Да-да, мир очевидно распадался, но сколько раз с ним это уже случалось? И имело ли это значение для тех, кто существовал в параллельном пространстве кривого зеркала? Ведь для нас этот распад начался намного раньше. Знание чужого нас, конечно, обогащало, но мы были все же скорее существами двойного отсутствия, чем двойного присутствия. О, мы понимали и тех, с кем жили раньше, и тех, с кем жили сейчас. Но они-то нас не понимали! Ни те ни другие.

Он не обломок, а потомок Децебала, – возразил Флорин.

Странно, что он так противился признать, что был обломком. Ведь это было очевидно. Если он действительно был в родстве с тем доблестным воином, его предки были не из самых видных и смелых, иначе бы они не спаслись от этнических чисток, устроенных Траяном, а были бы убиты в бою или перевезены в Рим, чтобы пройти под триумфальной аркой с цепью на щиколотке, а потом сгинуть в подвалах Туллианской тюрьмы.

– Ну и заодно – какого-нибудь римского солдата или даже всадника-колонизатора, переселенного в Дакию, – продолжал хвастаться он. – Уже само название его национальности напоминает об этом. Он, возможно, гораздо больший римлянин, чем все эти римцы вокруг, которые его шпыняют.

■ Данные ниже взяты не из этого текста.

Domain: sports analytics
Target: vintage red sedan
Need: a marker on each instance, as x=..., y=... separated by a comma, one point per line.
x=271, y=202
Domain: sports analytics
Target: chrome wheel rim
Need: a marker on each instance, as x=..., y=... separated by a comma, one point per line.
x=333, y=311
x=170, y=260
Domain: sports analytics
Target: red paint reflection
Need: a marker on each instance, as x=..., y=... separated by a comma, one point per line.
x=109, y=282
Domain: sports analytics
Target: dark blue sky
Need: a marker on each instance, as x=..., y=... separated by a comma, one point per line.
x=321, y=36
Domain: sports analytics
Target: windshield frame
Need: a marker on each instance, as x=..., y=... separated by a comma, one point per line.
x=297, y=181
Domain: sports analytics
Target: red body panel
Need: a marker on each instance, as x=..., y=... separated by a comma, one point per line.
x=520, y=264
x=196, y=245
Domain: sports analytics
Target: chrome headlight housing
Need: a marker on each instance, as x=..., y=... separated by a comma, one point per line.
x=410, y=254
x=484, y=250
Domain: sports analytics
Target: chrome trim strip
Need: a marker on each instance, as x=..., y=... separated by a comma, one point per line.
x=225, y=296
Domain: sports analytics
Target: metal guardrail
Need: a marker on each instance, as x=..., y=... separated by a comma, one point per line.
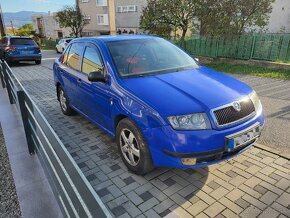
x=74, y=194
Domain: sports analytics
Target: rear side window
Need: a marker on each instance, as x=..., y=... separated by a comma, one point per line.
x=91, y=61
x=4, y=41
x=21, y=41
x=65, y=55
x=74, y=56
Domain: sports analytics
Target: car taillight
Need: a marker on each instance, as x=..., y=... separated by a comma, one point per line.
x=10, y=48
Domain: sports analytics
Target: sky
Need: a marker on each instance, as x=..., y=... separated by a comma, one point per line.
x=34, y=5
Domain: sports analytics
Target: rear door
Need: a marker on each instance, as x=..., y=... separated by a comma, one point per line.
x=3, y=45
x=70, y=70
x=94, y=96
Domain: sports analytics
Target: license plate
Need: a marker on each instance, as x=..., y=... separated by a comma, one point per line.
x=26, y=52
x=241, y=138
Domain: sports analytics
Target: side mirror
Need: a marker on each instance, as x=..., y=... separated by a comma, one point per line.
x=97, y=76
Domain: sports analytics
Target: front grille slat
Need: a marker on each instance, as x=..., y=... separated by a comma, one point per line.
x=229, y=114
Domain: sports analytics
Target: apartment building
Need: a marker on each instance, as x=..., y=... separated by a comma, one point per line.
x=47, y=26
x=128, y=13
x=100, y=16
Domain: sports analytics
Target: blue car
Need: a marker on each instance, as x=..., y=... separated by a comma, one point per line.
x=161, y=105
x=19, y=48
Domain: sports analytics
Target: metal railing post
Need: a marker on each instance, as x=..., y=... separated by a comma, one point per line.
x=2, y=75
x=24, y=116
x=8, y=86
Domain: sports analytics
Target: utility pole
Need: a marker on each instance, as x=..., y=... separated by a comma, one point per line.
x=12, y=27
x=2, y=25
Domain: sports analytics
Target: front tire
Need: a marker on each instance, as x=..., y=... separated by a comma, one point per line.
x=64, y=102
x=133, y=148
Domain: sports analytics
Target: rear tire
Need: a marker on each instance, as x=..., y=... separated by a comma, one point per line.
x=64, y=102
x=133, y=148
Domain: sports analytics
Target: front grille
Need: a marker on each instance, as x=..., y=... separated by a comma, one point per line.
x=229, y=114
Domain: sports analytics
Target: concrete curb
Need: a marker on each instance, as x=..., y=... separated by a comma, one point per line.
x=272, y=150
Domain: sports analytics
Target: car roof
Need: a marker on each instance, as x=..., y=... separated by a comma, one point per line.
x=114, y=38
x=22, y=37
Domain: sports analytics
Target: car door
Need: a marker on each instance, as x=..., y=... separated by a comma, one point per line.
x=3, y=45
x=94, y=96
x=70, y=70
x=59, y=46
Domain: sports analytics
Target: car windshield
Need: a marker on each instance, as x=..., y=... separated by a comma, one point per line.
x=22, y=41
x=144, y=57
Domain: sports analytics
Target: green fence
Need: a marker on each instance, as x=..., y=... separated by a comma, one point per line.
x=271, y=47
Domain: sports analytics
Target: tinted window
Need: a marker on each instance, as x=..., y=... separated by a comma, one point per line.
x=4, y=41
x=74, y=54
x=22, y=41
x=65, y=55
x=148, y=57
x=91, y=61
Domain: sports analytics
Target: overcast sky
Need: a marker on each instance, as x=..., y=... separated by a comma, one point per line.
x=34, y=5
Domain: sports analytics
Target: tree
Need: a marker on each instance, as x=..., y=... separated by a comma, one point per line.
x=214, y=17
x=72, y=18
x=164, y=16
x=233, y=16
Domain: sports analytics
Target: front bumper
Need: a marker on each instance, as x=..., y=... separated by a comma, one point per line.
x=168, y=147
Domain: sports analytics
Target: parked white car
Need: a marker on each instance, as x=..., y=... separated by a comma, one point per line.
x=61, y=45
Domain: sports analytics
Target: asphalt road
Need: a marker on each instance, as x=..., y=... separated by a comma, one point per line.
x=274, y=94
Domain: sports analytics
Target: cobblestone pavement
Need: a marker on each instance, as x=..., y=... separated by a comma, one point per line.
x=256, y=183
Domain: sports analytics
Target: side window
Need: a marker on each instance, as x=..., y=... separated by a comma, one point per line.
x=91, y=61
x=65, y=55
x=74, y=56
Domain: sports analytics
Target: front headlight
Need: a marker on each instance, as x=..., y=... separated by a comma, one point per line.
x=256, y=101
x=194, y=121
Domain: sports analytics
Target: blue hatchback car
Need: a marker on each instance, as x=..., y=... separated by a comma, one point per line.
x=19, y=48
x=161, y=105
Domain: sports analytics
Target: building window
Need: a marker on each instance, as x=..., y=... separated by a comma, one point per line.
x=102, y=19
x=102, y=3
x=132, y=8
x=128, y=8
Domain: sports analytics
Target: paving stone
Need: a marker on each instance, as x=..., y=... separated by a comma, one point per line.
x=242, y=203
x=269, y=197
x=251, y=211
x=235, y=195
x=284, y=200
x=148, y=204
x=214, y=209
x=229, y=213
x=231, y=205
x=197, y=207
x=269, y=213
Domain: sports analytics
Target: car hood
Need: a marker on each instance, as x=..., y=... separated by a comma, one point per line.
x=185, y=92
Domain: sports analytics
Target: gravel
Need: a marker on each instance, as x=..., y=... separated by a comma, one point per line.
x=9, y=205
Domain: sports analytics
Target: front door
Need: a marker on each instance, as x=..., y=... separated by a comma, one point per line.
x=94, y=96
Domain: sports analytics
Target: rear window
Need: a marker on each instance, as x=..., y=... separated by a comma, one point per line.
x=20, y=41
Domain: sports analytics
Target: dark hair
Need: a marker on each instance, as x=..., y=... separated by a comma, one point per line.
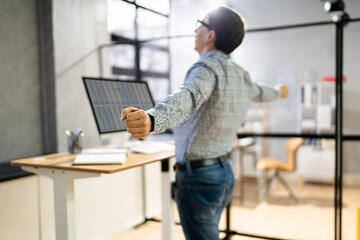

– Нет, ну кто они вообще такие? Как любая столица, это же город приезжих. Мы все здесь приезжие. И все мы – римляне. В этом городе уже в древности практически не было не только римлян, но даже италийцев! Возможно, в сотне из них спят гены древних греков, евреев, каких-нибудь финикийцев, хотя более правдоподобно, что они – продукт норманнов Роберта Гвискара, которые в пылу устроенного ими пожара обрюхатили всех девчонок подряд. Или еще хуже – ландскнехтов, лет пятьсот назад изнасиловавших половину женского населения. Или, может, они отпочковались от готов, вандалов или панонцев, которых сами же по школьной программе называют варварами, но еще более вероятно – они происходят от тысяч пьемонтцев, понаехавших в новую столицу вместе со своим корольком всего лишь сто пятьдесят лет назад. Не менее похоже на правду и то, что они дети и внуки южан, бежавших в поисках лучшего в пятидесятые годы. Тогда в своих бараках у акведука счастья они были такими же челюскинцами, как сегодня румыны и прочие. Но Рома, импозантная старушенция, кошачья говнолизка, взбалмошная нимфоманка, которую они все выдают за непорочную девицу, только и рада связям на стороне. Это ее омолаживает, ее суть – слияние, а не отторжение, Рома никогда не смотрела на цвет кожи. Ведь не пицца же и паста объединяют этот народ! И уж точно не язык и не какие-то культурные ценности. Даже не все здесь читают Дьаболик, кажется, лучшее, что есть в этой стране. Всех объединяет как раз отсутствие общих корней.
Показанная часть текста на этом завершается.